= Gary Plan =

Methodology for public school systems

The Gary Plan was a new method of building a highly efficient public school system that was much discussed in the Progressive Era in the 1910s and 1920s. It was in part inspired by the educational ideas of philosopher John Dewey. It was designed by School Superintendent William Wirt in 1907 and implemented in the newly built steel mill city of Gary, Indiana. Reformers tried to copy it across the country. Wirt later promoted it in New York City. However, there it was strongly opposed by unions and the Jewish community and was reversed in after 1917. In 1930 the census counted 25.7 million students in public schools. In 1929 variations of the Gary Plan were in use in 1068 schools in 202 cities with 730,000 students. (In 1930 the census counted 26 million students in all public schools.) Proponents claimed it both saved money and enhanced the learning experience. Ronald Cohen states that the Gary Plan was popular because it merged together Progressive commitments to:paedagogical and economic efficiency, growth and centralization of administration, an expanded curriculum, introduction of measurement and testing, greater public use of school facilities, a child-centered approach, and heightened concern about using the schools to properly socialize children.

==Wirt establishes the Gary Plan==
John Dewey, an academic philosopher of education, inspired Wirt when Wirt was a graduate student at the University of Chicago. In turn Dewey and his disciples praised the Gary Plan. In 1907, Wirt became superintendent of schools in the newly planned city of Gary, Indiana, which was built by U.S. Steel corporation. Wirt began implementing his educational values in the local schools. He initiated teacher hiring standards, designed school buildings, lengthened the school day, and organized the schools according to his ideals. The core of the schools' organization in Gary centered upon the platoon or work-study-play system and Americanizing the 63.4 percent of children with parents who were immigrants. The theory behind the Gary Plan was to accommodate children's shorter attention spans, and that long hours of quiet in the classroom were not tenable.

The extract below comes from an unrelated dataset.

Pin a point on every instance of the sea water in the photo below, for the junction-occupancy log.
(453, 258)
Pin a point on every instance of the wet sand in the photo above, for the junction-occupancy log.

Above the primary grades, students were divided into two platoons—one platoon used the academic classrooms (which were deemphasized), while the second platoon was divided between the shops, nature studies, auditorium, gymnasium, and outdoor facilities split between girls and boys. Students spent only half of their school time in a conventional classroom. "Girls learned cooking, sewing, and bookkeeping while the boys learning metalwork, cabinetry, woodworking, painting, printing, shoemaking, and plumbing." In the Gary plan, all of the school equipment remained in use during the entire school day; Rather than opening up new schools for the overwhelming population of students, it was hoped that the "Gary Plan would save the city money by utilizing all rooms in existing schools by rotating children through classrooms, auditoriums, playgrounds, and gymnasiums."

==Gary Plan in New York City==

The platoon system gained acceptance in Gary and received national attention during the early decades of the twentieth century. In 1914, New York City hired Wirt as a part-time consultant to introduce the work-study-play He became a consultant on a one-week-a-month basis at a fee of $10,000 a year. Mayor John Purroy Mitchel had visited Gary and was an enthusiastic advocate as the city worked to restructure schools buildings and schedules. In the following three years, however, the Gary system encountered resistance from students, parents, and labor leaders concerned that the plan simply trained children to work in factories and the fact that Gary's Plan was in predominantly Jewish areas. In part because of backing from the Rockefeller family, the plan became heavily identified with the interest of big business. "In January 1916, the Board of Education released a report finding students attending Gary Plan schools performed worse than those in 'non-Garyized schools'." This opposition was a major factor in the defeat of New York Mayor Mitchel in his bid for reelection in 1917.